I have ranted in the past about the fact that when you are driving an automobile, you are isolated from the world around you. I followed that by waxing philosophically about how riding a bike, you are more a part of the world around you.
In the spirit of full disclosure, I must admit that even on a bike it is possible to migrate to a state of isolation as well. Case in point. I have been riding my current commuting route twice a day for just about every working day over the past 15 years. Just recently, on a typical ride home, I noticed this...
...a hitching post. I could go down the path of trying to surmise the purpose of such a rare device in such an unusual place. As I've said, I've been riding this route for 15 years and I have yet to overtake or be overtaken by a horse. In fact, I've never even seen a horse. So why is there a hitching post on the side of the road? I don't know the answer to that question and the fact of the matter is solving that mystery is not the point of this post.
The real question is, why is there a hitching post on the side of the road AND I'VE NEVER NOTICED IT BEFORE?
It's not like I zoom past it. I'm riding along at a comfortable pace of only 12 mph.

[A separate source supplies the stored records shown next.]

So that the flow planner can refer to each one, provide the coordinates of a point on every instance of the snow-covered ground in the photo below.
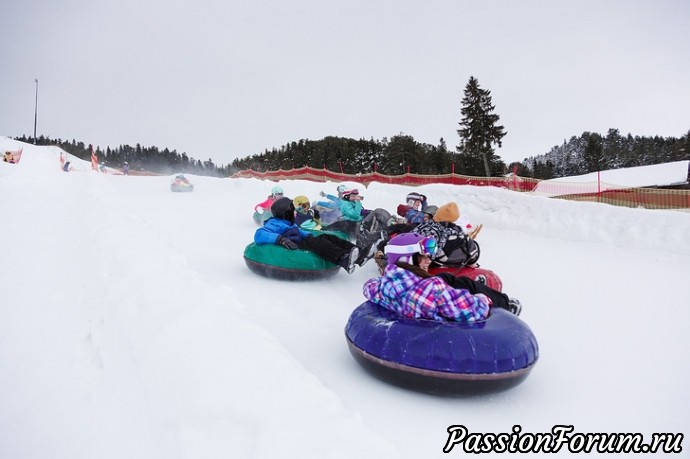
(673, 173)
(130, 326)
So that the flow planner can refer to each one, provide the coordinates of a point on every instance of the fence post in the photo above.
(598, 186)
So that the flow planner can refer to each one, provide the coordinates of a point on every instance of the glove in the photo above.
(287, 243)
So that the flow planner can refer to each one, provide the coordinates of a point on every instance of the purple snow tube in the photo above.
(442, 357)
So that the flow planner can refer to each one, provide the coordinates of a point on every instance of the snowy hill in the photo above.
(130, 326)
(657, 175)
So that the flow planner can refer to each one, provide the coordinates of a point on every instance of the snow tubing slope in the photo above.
(181, 188)
(446, 358)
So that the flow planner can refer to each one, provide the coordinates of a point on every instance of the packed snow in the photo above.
(666, 174)
(130, 326)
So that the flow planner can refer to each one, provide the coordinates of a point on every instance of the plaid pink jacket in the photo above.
(411, 296)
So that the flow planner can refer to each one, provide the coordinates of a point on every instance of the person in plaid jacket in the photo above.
(412, 296)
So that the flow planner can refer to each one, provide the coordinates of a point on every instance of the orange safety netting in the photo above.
(650, 198)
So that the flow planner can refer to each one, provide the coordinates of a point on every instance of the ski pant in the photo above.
(500, 300)
(346, 226)
(330, 248)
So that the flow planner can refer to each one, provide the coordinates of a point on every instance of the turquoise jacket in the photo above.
(351, 210)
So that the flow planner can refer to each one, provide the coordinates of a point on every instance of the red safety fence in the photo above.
(651, 198)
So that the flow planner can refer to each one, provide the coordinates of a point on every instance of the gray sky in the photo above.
(223, 79)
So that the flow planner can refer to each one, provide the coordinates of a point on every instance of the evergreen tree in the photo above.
(479, 130)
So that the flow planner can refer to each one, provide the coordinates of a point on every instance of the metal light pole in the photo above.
(35, 110)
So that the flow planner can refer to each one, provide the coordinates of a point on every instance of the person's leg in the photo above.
(330, 248)
(500, 300)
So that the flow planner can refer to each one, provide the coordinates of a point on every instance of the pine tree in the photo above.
(479, 130)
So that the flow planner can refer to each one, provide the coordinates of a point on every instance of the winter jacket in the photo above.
(266, 205)
(274, 228)
(411, 296)
(351, 210)
(308, 219)
(414, 216)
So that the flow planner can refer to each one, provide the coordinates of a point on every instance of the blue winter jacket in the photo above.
(351, 210)
(274, 228)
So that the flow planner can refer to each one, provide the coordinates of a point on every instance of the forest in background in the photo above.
(400, 154)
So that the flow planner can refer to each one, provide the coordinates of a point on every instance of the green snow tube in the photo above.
(277, 262)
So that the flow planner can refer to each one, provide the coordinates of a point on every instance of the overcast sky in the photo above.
(223, 79)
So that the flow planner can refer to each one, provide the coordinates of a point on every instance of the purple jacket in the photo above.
(411, 296)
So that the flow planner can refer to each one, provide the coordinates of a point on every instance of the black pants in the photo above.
(346, 226)
(330, 248)
(500, 300)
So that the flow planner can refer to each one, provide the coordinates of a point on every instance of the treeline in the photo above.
(149, 159)
(593, 152)
(400, 154)
(394, 156)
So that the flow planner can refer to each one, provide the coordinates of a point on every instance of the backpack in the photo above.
(461, 250)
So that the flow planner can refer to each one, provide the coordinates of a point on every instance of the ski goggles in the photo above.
(426, 246)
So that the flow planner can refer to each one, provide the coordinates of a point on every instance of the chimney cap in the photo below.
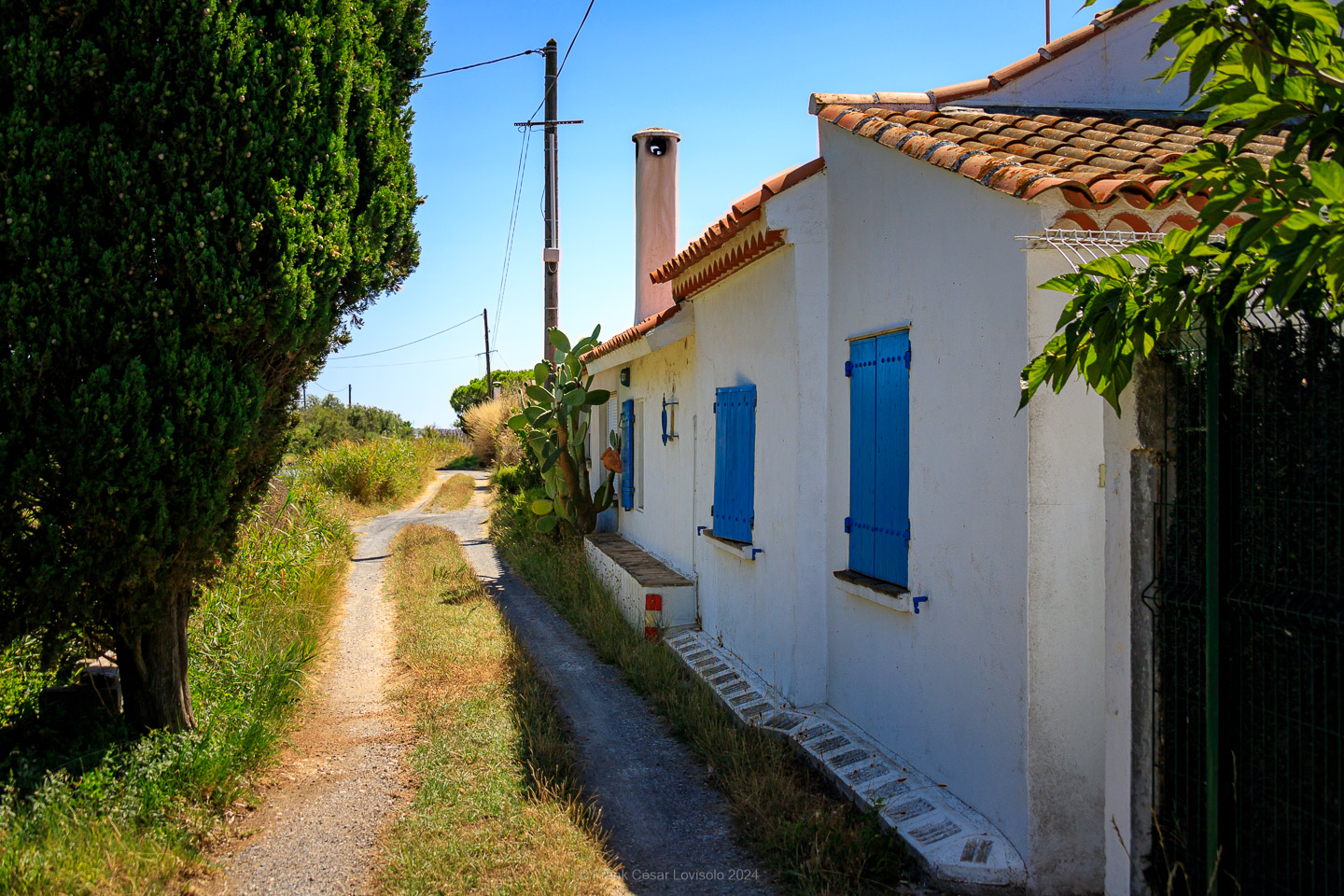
(655, 132)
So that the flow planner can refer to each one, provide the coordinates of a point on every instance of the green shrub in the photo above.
(86, 806)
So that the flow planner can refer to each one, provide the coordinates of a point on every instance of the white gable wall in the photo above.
(945, 688)
(1108, 72)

It's not like it's too far from the road. It is right on the side of the road. It can't be more than 4 or 5 feet from the tip of my handlebars as I ride by.
It's not like it's blocked from view. It's right out there in the open.
If all these things be true, and they are, then how in the world can I pass by this thing more than 2000 times and never see it?
Perhaps bike commuting has more to teach me still.
There is so much more to see, if only I look around.
There is so much more to find, if only I seek.
There is so much more to experience, if only I open myself up.
I'm not likely to pass this hitching post again without taking notice, and when I do, it will serve as a reminder of this invaluable lesson.